To the Five Boroughs. The minute I stepped off the bus and into Washington Heights, we were no longer just close friends. We ran down the streets at night, drank wine in the park, took in musicals, and marvelled at museums. The city was alive all around us; I had never been so happy. This magical week turned into months of distance. Things had been easier when we were friends. I chastised myself: I never should have visited, and I never should have gone back. Sometimes you fall in love with a city instead of the person in it. -- Johanna Fulk

Pictory has been around since December 2009, and editor/designer/curator Laura Brunow Miner has run enough solicitations and themes to put up a new set of a dozen or more photo stories every few weeks. There are features on food that make the mouth water, and neighborhood secrets -- like this used bookstore -- revealed.

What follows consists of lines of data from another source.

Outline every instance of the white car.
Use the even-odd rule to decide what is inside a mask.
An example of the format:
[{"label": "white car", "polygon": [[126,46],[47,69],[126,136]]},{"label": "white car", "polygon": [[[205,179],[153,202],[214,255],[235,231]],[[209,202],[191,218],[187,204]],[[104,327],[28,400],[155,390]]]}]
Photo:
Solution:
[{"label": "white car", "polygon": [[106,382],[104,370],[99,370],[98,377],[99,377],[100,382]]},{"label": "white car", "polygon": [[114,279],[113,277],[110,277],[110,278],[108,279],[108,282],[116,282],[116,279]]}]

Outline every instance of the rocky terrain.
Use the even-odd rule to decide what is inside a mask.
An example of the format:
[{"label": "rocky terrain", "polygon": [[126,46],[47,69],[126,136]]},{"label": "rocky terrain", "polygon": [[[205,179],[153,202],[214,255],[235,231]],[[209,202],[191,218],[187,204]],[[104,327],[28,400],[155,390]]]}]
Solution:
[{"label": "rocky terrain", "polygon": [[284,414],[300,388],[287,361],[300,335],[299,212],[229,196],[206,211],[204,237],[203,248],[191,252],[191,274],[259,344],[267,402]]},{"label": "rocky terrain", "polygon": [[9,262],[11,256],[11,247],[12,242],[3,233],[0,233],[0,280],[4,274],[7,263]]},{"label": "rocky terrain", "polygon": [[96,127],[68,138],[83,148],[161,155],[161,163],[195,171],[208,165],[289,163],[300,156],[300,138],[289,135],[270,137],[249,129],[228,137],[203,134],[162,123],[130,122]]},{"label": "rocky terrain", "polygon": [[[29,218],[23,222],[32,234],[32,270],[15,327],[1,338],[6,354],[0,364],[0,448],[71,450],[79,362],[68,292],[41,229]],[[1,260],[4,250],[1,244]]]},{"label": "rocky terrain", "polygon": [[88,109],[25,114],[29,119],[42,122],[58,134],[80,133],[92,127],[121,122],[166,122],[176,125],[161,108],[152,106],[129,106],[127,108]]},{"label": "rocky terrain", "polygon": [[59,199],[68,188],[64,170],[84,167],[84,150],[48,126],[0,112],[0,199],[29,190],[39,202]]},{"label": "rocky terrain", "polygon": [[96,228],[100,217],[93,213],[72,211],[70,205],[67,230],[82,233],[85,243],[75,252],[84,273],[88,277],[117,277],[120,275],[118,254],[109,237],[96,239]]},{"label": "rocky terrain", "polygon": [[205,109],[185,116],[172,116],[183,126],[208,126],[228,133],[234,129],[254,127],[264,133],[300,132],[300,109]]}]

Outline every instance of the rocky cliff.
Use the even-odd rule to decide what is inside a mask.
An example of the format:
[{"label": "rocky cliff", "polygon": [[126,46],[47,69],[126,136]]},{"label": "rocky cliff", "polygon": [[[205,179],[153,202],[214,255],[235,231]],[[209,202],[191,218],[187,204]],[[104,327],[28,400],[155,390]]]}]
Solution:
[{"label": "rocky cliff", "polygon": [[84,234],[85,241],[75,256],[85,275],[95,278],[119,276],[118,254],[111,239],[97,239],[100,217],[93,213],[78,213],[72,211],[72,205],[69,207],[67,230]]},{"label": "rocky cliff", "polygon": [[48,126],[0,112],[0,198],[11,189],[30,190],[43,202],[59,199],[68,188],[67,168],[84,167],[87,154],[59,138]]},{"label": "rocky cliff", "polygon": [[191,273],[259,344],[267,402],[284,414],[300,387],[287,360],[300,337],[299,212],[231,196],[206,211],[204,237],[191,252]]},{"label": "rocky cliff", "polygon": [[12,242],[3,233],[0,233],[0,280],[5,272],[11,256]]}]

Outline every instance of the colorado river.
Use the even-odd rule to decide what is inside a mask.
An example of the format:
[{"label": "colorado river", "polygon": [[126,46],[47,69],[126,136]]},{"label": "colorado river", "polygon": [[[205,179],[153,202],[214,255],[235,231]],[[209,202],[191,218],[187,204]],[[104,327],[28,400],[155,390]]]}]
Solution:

As fun as those are, they tend toward the literal. It’s when the photos and captions are trying to express an idea or emotion that they really become stories; some of the most interesting stories are in the issues on returning home and growing old. Pictory magazine’s big photos and well-told stories emphasize the storyteller’s point of view; the focus quiets the Web’s noise.

It’s enough to make the storyteller pick up a camera, or the photographer try to fix the right words. Upcoming themes include portraits of London, Danger, and -- just in time for Mother’s Day -- ‘Sorry, Mom.’